In [5]:
# The DBLP Publication Network

# 1. Problem statement:

# The following datasets, provided on Canvas, contain bipartite graphs where one set of nodes (vertices) are authors
# and the other set are academic papers. Each edge (a, p) connects an author a to a paper p.
# out.dblp_author-short.txt
# out.dblp_author-medium.txt
# out.dblp_author-long.txt
# out.dblp_author-all.txt
# The short dataset contains 1,000 edges, the medium 10,000 edges, the long version 100,000 edges, and the "all"
# version has all the edges.
# Note: The network is encoded with two numbers per line separated by spaces. You will need to open and read the file,
# and then turn the read data into a meaningful format. If you use Python, you should be able to use built-in method
# split to get a list of numbers. The numbers at even indices (starting at 0) are authors, and the numbers at odd
# indices are publications. You will want to be mindful not to do things that take a lot of operations or memory.

# a) Find the minimum, maximum, and average number authors per paper.
# b) Find the minimum, maximum, and average number of papers per author.
# c) Find the (not necessarily unique) author who has written the most papers. Call this author X. An author other
# than X has an X-index of 1 if she has co-authored at least one paper with X. An author has an X-index of 2 if she
# does not have an X-index of 1, but has co-authored a paper with someone who has an X-index of 1. Similarly, you can
# define having an X-index of 3, 4, etc.
# Write a function that produces the set of authors for some given index, n.
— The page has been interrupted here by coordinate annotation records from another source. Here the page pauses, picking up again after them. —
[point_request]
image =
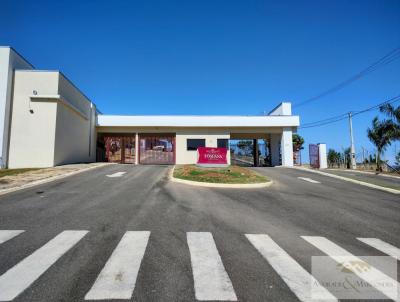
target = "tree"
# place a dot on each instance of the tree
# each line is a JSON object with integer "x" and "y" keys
{"x": 393, "y": 124}
{"x": 398, "y": 159}
{"x": 380, "y": 136}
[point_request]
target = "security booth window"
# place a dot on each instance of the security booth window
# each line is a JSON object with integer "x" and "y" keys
{"x": 193, "y": 144}
{"x": 223, "y": 143}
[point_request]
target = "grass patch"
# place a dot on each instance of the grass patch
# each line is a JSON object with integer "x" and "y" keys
{"x": 10, "y": 172}
{"x": 228, "y": 175}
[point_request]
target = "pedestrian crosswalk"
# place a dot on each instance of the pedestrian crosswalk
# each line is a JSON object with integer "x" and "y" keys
{"x": 211, "y": 280}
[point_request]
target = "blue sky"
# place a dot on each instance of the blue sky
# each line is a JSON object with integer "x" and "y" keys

# 2. Mathematical description of the solution:

# The solution can be broken down into three parts:
# (1) creating the adjacency list to represent the network. Each edge (a, p) from an author a to a paper p can be seen
# as an edge in the adjacency list. We can establish two adjacency lists, one using author as the key and set of papers
# for this author as the value, one using paper as key and set of authors for this paper as the value.
# (2) Once the graphs are established, we can calculate the minimum, the maximum, and the average number of papers per
# author and number of authors per paper.
# (3) Using the graph we created, we can obtain a list of X authors by comparing whether the length of the set of papers
# equals to the maximum paper per author. We will use a BFS algorithm to process the graph. The initial array containing
# all the X authors will be the initial queue in the iterative BFS algorithm. Currently, we are at level 0, because X-index
# 1 indicates the co-author of X author, so X author can be set to level 0. We need to process the graph level by level,
# starting from the X author, so this makes sure that we do not go back to the previous level. This logic satisfies the
# problem statements that author with X-index of 2 does not have an X-index of 1, but only co-author with someone who
# has X-index of 1. In order to process the graph level by level, we need to know how many elements are at the current
# level. Thus, we use a variable cur_level_size to save for the number of elements in the queue before we pop anything
# from the queue. For each value that is already in the queue, we label them as visited, so we do not go back to the author
# that we already processed and create an infinite loop. To get the co-author of our current author, we first loop through
# all the papers published by this author, and for each paper, look up all its authors. If these authors are not already
# visited, we can add them to the queue. If the current level has finished processing, increment the level variable by 1
# and go to process the next level. Once the level is equal to the desired X-index of n, we add all the elements in the queue
# into an array and return it.

# 3. Observations and insights drawn from your approach:

# The BFS algorithm is implemented iteratively using a queue data structure. A queue is a FIFO data structure, which means
# that anything added first to the queue will be popped out of the queue first. We are able to process the graph level
# by level by leveraging the characteristics of queue. The time complexity of the algorithm to calculate maximum, minimum,
# and average values are O(V+E). The BFS algorihtm time complexity is O(V+E) as well, so the time complexity of the whole 
# algorithm is O(V+E), where V represents the number of vertex (author and paper), and E represents the number of edges 
# (from author to paper and from paper to author).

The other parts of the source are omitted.